Еще раз, сынок, поздравляю тебя с народным праздником Великого Октября… Целую, твоя мама…
ГЛАВА ВТОРАЯ
Как ни одинаково жили тогда сын с матерью, а каждому из них досталось еще что-то свое. Детство есть детство, и этим все сказано. С трудом выделял он попозже дни, которые стояли бы перед глазами как единственные. Многие дни стали ему просто одним днем детства. Был какой-то ранний-ранний денек, общий, один, из бесчисленных, почти одинаковых.
Матери же воспоминания достались совсем по-другому. И через двадцать лет глядела она назад с озабоченном вниманием и различала каждое мгновение. В любом году выделяла она именно те месяцы и недели, субботы и четверги, от которых что-то зависело. Не по прибауткам и пляскам запоминала она соседей, подруг и товарок, не по закатам и журчанию ручейков свое настроение.
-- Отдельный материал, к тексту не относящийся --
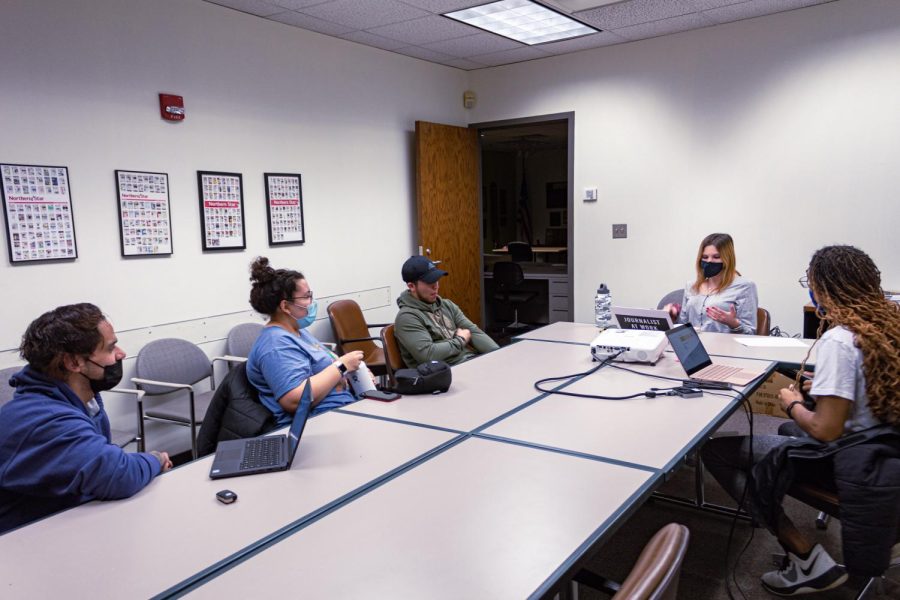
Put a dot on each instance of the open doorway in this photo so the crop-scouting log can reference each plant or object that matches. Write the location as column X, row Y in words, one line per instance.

Одежда показывала ей на стоимость жизни, на перемены; очереди за хлебом и клеенками кончились для нее в т а к о й - т о день, а не просто когда-то. Плакала или обдумывала зимование свое в т а к у ю - т о погоду, приходила т а - т о соседка, приносила ей почта о п р е д е л е н н о й раскраски конверты, и протягивала к ним руку Физа Антоновна после т а к о г о - т о и т а к о г о - т о дела и подумала при этом т о - т о и т у д а - т о пошла, подвязывая на ветру косынку в г о р о ш и н к у, которую купила в п е р в о м универмаге за с т о л ь к о - т о рублей после распродажи, когда носила на базар две кастрюльки варенца, одну з е л е н е н ь к у ю, на с о р о к стаканов, другую, к о р и ч н е в у ю, с о б и т о й крышкой, и когда пустила последние стаканы подешевле, потому что подбежавшая Демьяновна шепнула, что в универмаге выбросили платки и косынки и еще не разобрали, хотя баб набежало уйма, и ты, мол, иди поскорей, а я отнесу кастрюли и скажу Жене, где ты есть, и передам, чтобы он разогрел борщ под столом и потом спрятал электроплитку, иначе оштрафуют, раз простили, другой не помилуют… И столько такого засело в голове навсегда!
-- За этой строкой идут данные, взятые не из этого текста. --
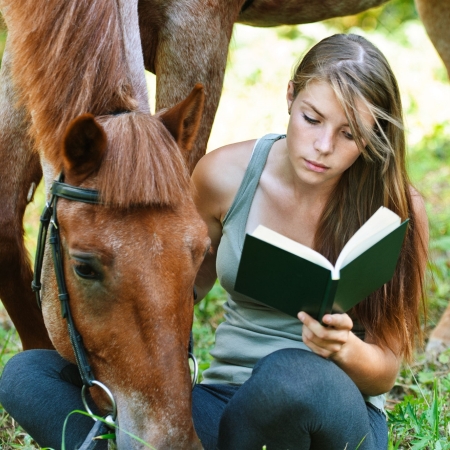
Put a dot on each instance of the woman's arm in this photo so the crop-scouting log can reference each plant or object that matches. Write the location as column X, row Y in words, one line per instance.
column 372, row 367
column 216, row 180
Бежит мать то с базара, то из магазина (всю жизнь бежит перед глазами сына куда-то) и рада, что мало денег истратила, будет в жару что накинуть на голову, хотя лучше бы купить Жене рубашку, но рубашек хороших нет, она смотрела, на рубашку она скопит в следующий раз, коровка прибавила с пастбищем, и после работы хорошо берут варенец, надо бы назавтра еще две кастрюльки заквасить, если Женя не выпил остатки, сидит там один в ограде, ребята в пионерлагерях, а с ее достатками отправить невозможно, к тому же не на кого бросать дом… Бежит мать, торопится, думает. Бежит, торопится, думает до самой смерти. И все помнит.
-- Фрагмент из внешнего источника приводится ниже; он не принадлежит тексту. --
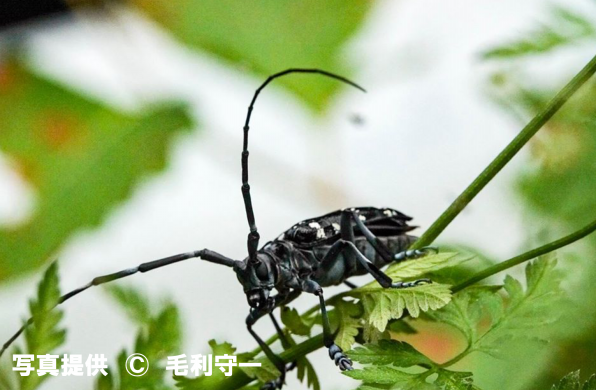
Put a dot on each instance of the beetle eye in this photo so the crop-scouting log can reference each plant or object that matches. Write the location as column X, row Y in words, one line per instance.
column 253, row 299
column 262, row 272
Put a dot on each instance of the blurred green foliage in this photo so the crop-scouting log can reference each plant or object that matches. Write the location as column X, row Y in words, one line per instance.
column 268, row 36
column 80, row 157
column 43, row 336
column 559, row 189
column 566, row 27
column 573, row 382
column 159, row 336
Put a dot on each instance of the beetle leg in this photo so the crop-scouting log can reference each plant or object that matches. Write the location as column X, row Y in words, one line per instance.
column 204, row 254
column 381, row 277
column 276, row 360
column 285, row 342
column 335, row 352
column 414, row 254
column 381, row 248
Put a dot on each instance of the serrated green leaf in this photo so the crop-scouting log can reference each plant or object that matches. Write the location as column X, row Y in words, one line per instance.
column 572, row 382
column 267, row 372
column 269, row 36
column 416, row 268
column 466, row 309
column 43, row 335
column 159, row 336
column 381, row 305
column 566, row 28
column 397, row 379
column 77, row 154
column 397, row 353
column 452, row 380
column 521, row 314
column 294, row 322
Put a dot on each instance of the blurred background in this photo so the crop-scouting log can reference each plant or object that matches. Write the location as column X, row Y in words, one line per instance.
column 120, row 139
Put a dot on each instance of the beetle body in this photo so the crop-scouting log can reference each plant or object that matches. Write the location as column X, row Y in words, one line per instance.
column 299, row 253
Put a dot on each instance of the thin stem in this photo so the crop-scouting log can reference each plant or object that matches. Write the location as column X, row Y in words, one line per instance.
column 505, row 156
column 490, row 271
column 240, row 379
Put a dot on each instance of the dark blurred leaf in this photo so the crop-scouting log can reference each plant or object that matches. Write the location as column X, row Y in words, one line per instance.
column 269, row 36
column 566, row 28
column 82, row 158
column 18, row 11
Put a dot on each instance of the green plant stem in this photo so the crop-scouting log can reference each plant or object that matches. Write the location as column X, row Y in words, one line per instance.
column 490, row 271
column 505, row 156
column 456, row 207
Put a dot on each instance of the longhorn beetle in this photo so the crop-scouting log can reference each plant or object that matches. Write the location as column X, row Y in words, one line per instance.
column 312, row 254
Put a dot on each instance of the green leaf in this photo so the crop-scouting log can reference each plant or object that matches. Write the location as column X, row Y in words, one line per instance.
column 267, row 372
column 81, row 158
column 401, row 326
column 135, row 304
column 566, row 28
column 467, row 308
column 397, row 379
column 416, row 268
column 521, row 314
column 43, row 336
column 382, row 305
column 347, row 316
column 269, row 36
column 572, row 382
column 159, row 336
column 294, row 322
column 397, row 353
column 452, row 380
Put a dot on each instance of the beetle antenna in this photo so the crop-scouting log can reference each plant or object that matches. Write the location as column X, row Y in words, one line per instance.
column 253, row 236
А что значило для Жени, например, 23 октября, что оставил в его памяти этот день? И 23 ли октября это было? И 6 мая, когда мать ездила к отцу последний раз, и то разнесчастное утро, когда выкопали у них картошку и провезли мимо станции отца? И 18 апреля. Мать продала свое любимое платье, чтобы справить Жене костюмчик. И 23 января, день ее рождения, так ни разу и не отмеченный по-настоящему? Отчего позже в воспоминаниях Жене не хотелось жить своими детскими ушедшими мгновениями, восторгами от кинофильмов, купанием в речках, отмщениями за разбитые губы и синяки под глазами, мечтательными вечерами на болоте, когда он стегал прутиком лягушек и чем-то томился? Отчего своя жизнь тогдашняя, свое детство утратили с годами интерес сами по себе и скрытые переживания и заботы матери явились насущной нуждой его памяти и отчего он так стремился приблизиться хоть на шаг к ее сердцу и поглядеть на то время не своими, а ее глазами?